Il n’est pas clair comment Flowcarbon parviendrait réellement à rendre les compensations carbone plus utiles ou dignes de confiance. Nicole Shore, porte-parole de Flowcarbon, affirme par courrier électronique que les crédits soutenant le GNT « suivent les standards du marché carbone mondial » et proviennent de l’un des quatre principaux registres de crédits carbone. L’entreprise affirme également que les crédits carbone derrière ses jetons sont « certifiés », mais elle ne précise ni le processus de certification, ni s’il existe un système de vérification différent de celui du marché actuel.
La difficulté de valider les crédits carbone signifie qu’il pourrait falloir du temps avant que davantage de crédits soient disponibles sur le marché. Avec un nombre croissant d’entreprises intéressées à acheter des crédits pour compenser leurs émissions, cela pourrait créer des embouteillages.
« Le problème du marché actuel n’a rien à voir avec la manière dont nous pouvons échanger plus efficacement, » déclare Anil Madhavapeddy, professeur associé en informatique et technologie à l’université de Cambridge et directeur du Cambridge Centre for Carbon Credits. « Nous n’avons tout simplement pas assez d’offre. »

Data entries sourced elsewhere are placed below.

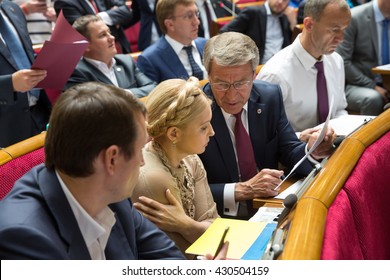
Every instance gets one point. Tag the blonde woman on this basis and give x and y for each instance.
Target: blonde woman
(173, 191)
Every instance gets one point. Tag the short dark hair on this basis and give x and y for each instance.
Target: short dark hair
(81, 24)
(86, 119)
(315, 8)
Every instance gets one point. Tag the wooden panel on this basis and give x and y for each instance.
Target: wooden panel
(26, 146)
(307, 221)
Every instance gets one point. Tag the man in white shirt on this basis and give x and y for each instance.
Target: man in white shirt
(101, 62)
(293, 68)
(168, 58)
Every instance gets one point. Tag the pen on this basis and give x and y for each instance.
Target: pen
(221, 242)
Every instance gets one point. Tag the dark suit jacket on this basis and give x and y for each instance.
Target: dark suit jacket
(252, 21)
(160, 62)
(127, 73)
(142, 11)
(121, 16)
(272, 137)
(37, 222)
(219, 12)
(17, 122)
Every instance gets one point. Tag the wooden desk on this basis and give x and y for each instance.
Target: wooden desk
(385, 76)
(260, 202)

Madhavapeddy travaille, comme Flowcarbon, à une solution basée sur la blockchain pour les crédits carbone. Mais contrairement à Flowcarbon, il n’est pas intéressé par la création d’un marché pour ces crédits. Il préfère se concentrer sur la vérification de l’authenticité des projets de compensation carbone à travers le monde, en utilisant des images satellites et des technologies de télédétection, dont les résultats seraient enregistrés sur la blockchain. Madhavapeddy espère que la technologie permettra d’accélérer l’apparition de nouveaux crédits carbone sur le marché.
Pour l’instant, Madhavapeddy ne cherche pas à créer un tout nouveau marché pour les crédits carbone, mais plutôt à s’assurer qu’ils reposent sur des projets écologiques ayant un impact réel. « Comme l’offre est très limitée, vous n’avez pas besoin de tokeniser toutes ces choses, » dit-il. « De nouveaux projets de compensation prennent des années à démarrer, donc tous les marchés actuels ne font que redistribuer les mêmes vieux projets. »
L’engouement autour des crédits carbone dans la sphère crypto n’échappe pas aux acteurs traditionnels du marché. Verra, le plus grand registre mondial de compensation carbone, a annoncé cette semaine qu’il n’autorisera plus que ses crédits servent de base à des jetons cryptographiques. Selon Verra, un marché actif de cryptomonnaies adossées à des crédits carbone crée trop de confusion quant à qui doit recevoir le crédit final pour la réduction du carbone.
Lorsque les crédits carbone deviendront plus accessibles et dotés d’une fiabilité vérifiable, des entreprises comme Flowcarbon pourraient devenir des intermédiaires plus faciles d’accès pour les particuliers souhaitant compenser leurs émissions. Mais rappelons-nous ce qui s’est passé la dernière fois qu’Adam Neumann a lancé une entreprise au modèle économique douteux en promettant de grands changements. Bien que l’on ignore encore si Flowcarbon sera différent, nous ne pouvons pas nous permettre de traiter notre relation avec le monde naturel avec autant de spéculation.
La marchandisation de la nature fait partie des raisons pour lesquelles nous sommes tombés dans ce chaos climatique. Peut-être est-il temps d’apprendre de nos erreurs.